Trade disputes Create Strong Demand for beta-agonist Diagnostics
3 Jul 2013Industry tension surrounding international trade embargoes is creating strong business opportunities for food testing companies according to market leading firm Randox Food Diagnostics. Major meat producers in the US and Brazil have experienced difficulties exporting to Chinese, Russian and European food markets. Recent disputes have been in relation to the level of beta agonist veterinary drugs in meat in particular Ractopamine and Zilpaterol.
With no sign of a resolution in sight between the import and export blocs, major exporters are having to ensure their product meets a zero tolerance/maximum residue limit for these drugs to maintain trade links. The scale of these key markets means they cannot be disregarded, with the US Meat Export Federation identifying them as worth around $430m in China and $250m in Russia alone.

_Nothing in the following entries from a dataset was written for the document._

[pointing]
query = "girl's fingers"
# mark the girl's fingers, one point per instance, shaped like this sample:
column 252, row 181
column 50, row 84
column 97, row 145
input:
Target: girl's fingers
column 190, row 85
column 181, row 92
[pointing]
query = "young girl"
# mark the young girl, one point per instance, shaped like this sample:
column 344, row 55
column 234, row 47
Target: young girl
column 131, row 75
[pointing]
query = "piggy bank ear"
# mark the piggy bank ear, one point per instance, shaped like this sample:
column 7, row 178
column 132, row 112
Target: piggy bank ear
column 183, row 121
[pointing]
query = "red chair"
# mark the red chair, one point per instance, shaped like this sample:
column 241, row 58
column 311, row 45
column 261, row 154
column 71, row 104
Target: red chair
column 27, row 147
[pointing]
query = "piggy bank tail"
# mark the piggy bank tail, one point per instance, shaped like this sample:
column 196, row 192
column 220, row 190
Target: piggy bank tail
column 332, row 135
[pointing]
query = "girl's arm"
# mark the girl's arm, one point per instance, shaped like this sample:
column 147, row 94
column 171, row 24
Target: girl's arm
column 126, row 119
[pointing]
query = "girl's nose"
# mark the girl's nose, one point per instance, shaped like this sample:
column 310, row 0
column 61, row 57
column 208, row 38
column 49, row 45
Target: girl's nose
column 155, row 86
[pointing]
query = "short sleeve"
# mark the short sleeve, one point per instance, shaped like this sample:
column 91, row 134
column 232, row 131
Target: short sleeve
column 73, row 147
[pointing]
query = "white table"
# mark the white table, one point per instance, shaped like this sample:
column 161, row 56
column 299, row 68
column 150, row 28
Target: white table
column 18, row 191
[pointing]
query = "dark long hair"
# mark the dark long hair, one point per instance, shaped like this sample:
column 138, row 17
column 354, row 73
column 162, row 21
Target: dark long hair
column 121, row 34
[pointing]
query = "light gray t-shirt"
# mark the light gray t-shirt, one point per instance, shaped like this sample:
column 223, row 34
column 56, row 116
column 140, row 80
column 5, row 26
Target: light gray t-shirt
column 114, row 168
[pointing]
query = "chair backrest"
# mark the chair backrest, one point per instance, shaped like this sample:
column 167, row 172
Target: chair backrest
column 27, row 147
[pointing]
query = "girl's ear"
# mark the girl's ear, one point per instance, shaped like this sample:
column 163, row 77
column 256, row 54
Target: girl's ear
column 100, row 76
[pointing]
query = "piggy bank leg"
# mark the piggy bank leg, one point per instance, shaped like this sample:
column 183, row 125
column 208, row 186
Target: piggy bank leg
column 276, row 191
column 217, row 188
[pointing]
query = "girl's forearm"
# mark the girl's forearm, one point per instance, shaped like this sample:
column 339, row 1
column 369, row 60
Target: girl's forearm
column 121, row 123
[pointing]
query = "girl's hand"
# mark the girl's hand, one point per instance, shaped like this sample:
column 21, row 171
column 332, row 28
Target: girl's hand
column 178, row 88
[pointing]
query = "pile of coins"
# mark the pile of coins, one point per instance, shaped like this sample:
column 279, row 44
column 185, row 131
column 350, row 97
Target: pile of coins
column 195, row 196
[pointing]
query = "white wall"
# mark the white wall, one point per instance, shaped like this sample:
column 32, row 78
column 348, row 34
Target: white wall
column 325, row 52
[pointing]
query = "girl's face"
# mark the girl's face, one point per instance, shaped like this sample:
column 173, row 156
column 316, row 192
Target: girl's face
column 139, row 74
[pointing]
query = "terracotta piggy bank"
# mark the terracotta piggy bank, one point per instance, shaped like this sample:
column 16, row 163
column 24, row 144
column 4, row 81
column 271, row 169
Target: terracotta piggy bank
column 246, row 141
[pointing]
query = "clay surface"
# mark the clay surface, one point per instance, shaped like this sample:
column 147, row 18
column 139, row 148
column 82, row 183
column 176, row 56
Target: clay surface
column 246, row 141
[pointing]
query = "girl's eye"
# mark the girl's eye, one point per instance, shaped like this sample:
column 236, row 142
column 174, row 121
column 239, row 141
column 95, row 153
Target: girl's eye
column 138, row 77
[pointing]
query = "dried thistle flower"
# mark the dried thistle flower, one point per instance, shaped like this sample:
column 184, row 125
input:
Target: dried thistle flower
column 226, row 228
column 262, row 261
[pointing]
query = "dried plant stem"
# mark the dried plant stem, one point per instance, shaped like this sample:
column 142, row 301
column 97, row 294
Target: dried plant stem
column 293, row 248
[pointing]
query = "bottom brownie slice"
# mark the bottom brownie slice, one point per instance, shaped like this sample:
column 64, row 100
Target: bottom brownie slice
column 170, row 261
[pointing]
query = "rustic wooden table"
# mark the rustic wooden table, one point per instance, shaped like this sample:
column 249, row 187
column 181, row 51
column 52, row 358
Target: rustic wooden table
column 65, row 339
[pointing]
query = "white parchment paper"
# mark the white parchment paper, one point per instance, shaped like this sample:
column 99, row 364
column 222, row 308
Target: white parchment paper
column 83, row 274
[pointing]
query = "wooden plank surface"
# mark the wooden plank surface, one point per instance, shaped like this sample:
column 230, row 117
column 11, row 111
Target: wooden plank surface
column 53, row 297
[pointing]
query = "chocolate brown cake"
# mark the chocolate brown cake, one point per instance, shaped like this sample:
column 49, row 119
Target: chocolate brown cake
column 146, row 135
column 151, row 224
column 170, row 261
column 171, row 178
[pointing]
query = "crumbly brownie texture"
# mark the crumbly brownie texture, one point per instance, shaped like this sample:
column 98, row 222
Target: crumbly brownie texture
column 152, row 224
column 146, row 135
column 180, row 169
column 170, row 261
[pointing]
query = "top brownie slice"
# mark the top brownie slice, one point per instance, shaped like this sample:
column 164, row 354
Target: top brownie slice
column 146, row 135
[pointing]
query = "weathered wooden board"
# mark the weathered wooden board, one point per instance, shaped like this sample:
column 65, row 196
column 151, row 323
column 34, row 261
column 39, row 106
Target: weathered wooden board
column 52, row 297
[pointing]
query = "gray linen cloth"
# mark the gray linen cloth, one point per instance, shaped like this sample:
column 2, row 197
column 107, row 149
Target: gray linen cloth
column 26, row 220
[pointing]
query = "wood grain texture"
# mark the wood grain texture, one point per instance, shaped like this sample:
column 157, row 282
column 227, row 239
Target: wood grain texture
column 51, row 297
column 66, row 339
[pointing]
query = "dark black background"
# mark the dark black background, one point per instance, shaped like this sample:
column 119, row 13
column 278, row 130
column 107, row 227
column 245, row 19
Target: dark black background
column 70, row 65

Beta-agonists are a group of drugs that act on -adrenergic receptors used in veterinary and human medicine to treat cardiovascular and breathing disorders. Commercially Beta agonists are used to increase muscle growth and decrease fat deposition in animals.
Zilpaterol is a powerful beta adrenergic agonist that has been developed as a growth promoter for cattle leading to enhanced weight gain and carcass yield. Of particular concern is the use of beta agonist drugs prior to slaughter as this poses a risk to the human health if contaminated meat enters the food chain.
David Ferguson, Global Business Manager at Randox Food Diagnostics said, “The potential impact to human health of meat containing beta-agonist residues in food is strongly contested. What is clear, is that if meat exporters want to access key markets such as Russia, China and the EU they need to show their products are free from veterinary residues. This creates opportunities for testing companies and with our experience and knowledge we have the ability to react quickly to these changing demands.”